Além de deixar patente a insegurança em que vivem os cidadãos ordeiros em território brasileiro, a ofensiva cruenta lançada pelo Primeiro Comando da Capital (PCC) em São Paulo acabou por revelar as fraquezas de caráter da elite civil dirigente da democracia e de parte relevante da sociedade civil nacionais.

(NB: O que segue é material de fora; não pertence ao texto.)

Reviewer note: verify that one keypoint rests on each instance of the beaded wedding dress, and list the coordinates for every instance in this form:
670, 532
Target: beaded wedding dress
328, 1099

O presidente Luiz Inácio Lula da Silva e o PT se aproveitaram de forma tão oportunista do natural impacto provocado pelo banho de sangue na imagem de seu principal oponente na eleição presidencial de outubro, o ex-governador paulista Geraldo Alckmin, do PSDB, que tornam menos absurda do que parece a possibilidade até de ter havido uma espécie de acordo tácito de troca de gentilezas entre meliantes e postulantes. Só faltava agora alguém descobrir que o comissário Zé Dirceu andou visitando Marcos Willians Herbas Camacho, o Marcola, líder da blitz contra agentes da lei e cidadãos inocentes, em sua cela de segurança máxima, em Presidente Bernardes, desempenhando missão idêntica à da visita ao ex-presidente Itamar Franco, em Juiz de Fora.
Mas os tucanos não ficaram atrás neste capítulo. Direto de Nova York, o ex-presidente Fernando Henrique Cardoso, baseado em conjecturas sem apoio em fatos, condenou o eventual acordo da lei com o crime para que as hostilidades cessassem. Percorrendo o Brasil com sua Armata Brancaleone, o candidato Alckmin também distribuiu picadas venenosas contra seu sucessor, Cláudio Lembo, do PFL. Por mais críticas que possam ser feitas à postura do governador, estas nunca poderão omitir o fato incontestável de que ele é herdeiro de um desastre tucano.
Como se sabe, tucanos são avessos à repressão, chegando a ter nojo de polícia, e seu movimento pendular de morde-e-assopra entre os direitos humanos dos bandidos e a paz dos cidadãos imobiliza-os como chefes de polícia. Isso fez com que as gestões de Mário Covas e Geraldo Alckmin (como antes já havia sido a de Franco Montoro), avaliadas positivamente pela população em vários setores, fossem sempre um desastre em segurança pública. Talvez por saber disso, o candidato do PSDB ao governo de São Paulo, José Serra, se omitiu.
A falta de apoio e até o fogo amigo dos tucanos contra seu aliado são uma manifestação de estranho oportunismo. E inusitado, aliás. Normalmente, o oportunista se beneficia, de alguma forma, de seu ato. No caso específico, a postura tucana é também estúpida do ponto de vista eleitoral, podendo até ser definida como suicida, como comprova a constatação do Datafolha de que o presidente petista se reelegeria hoje no primeiro turno se o PMDB não apresentasse candidato, o que é muito provável.
Não será justo atacar o caráter dos políticos brasileiros sem mencionar a absurda decisão da CPI da Venda de Armas de tomar depoimento do citado Marcola no Fórum da Barra Funda em São Paulo. Exaustivamente interrogado por quem sabe, o chefão do PCC nada tem a revelar de útil a parlamentares que nada têm a questionar. Trata-se apenas de mais um show de exibicionismo pré-eleitoral, dando ocasião para o bandido fugir a caminho do depoimento ou, se preferir, dar ordens pela televisão, ao vivo, a suas hordas.
Capítulo à parte na burrice vigente é a sibilina transformação dos assassinos covardes do PCC em heróis e dos heróicos policiais por eles vitimados em vilões, pela imprensa e pela mídia eletrônica. Prova cabal disso é a capa da revista semanal Veja na semana posterior à batalha campal de São Paulo, com a efígie do canalha-mor, promovido à condição de santo dos oprimidos por um bando de advogados formados pelo dinheiro sujo do tráfico de drogas e de jornalistas deslumbrados com sua retórica trôpega e torpe.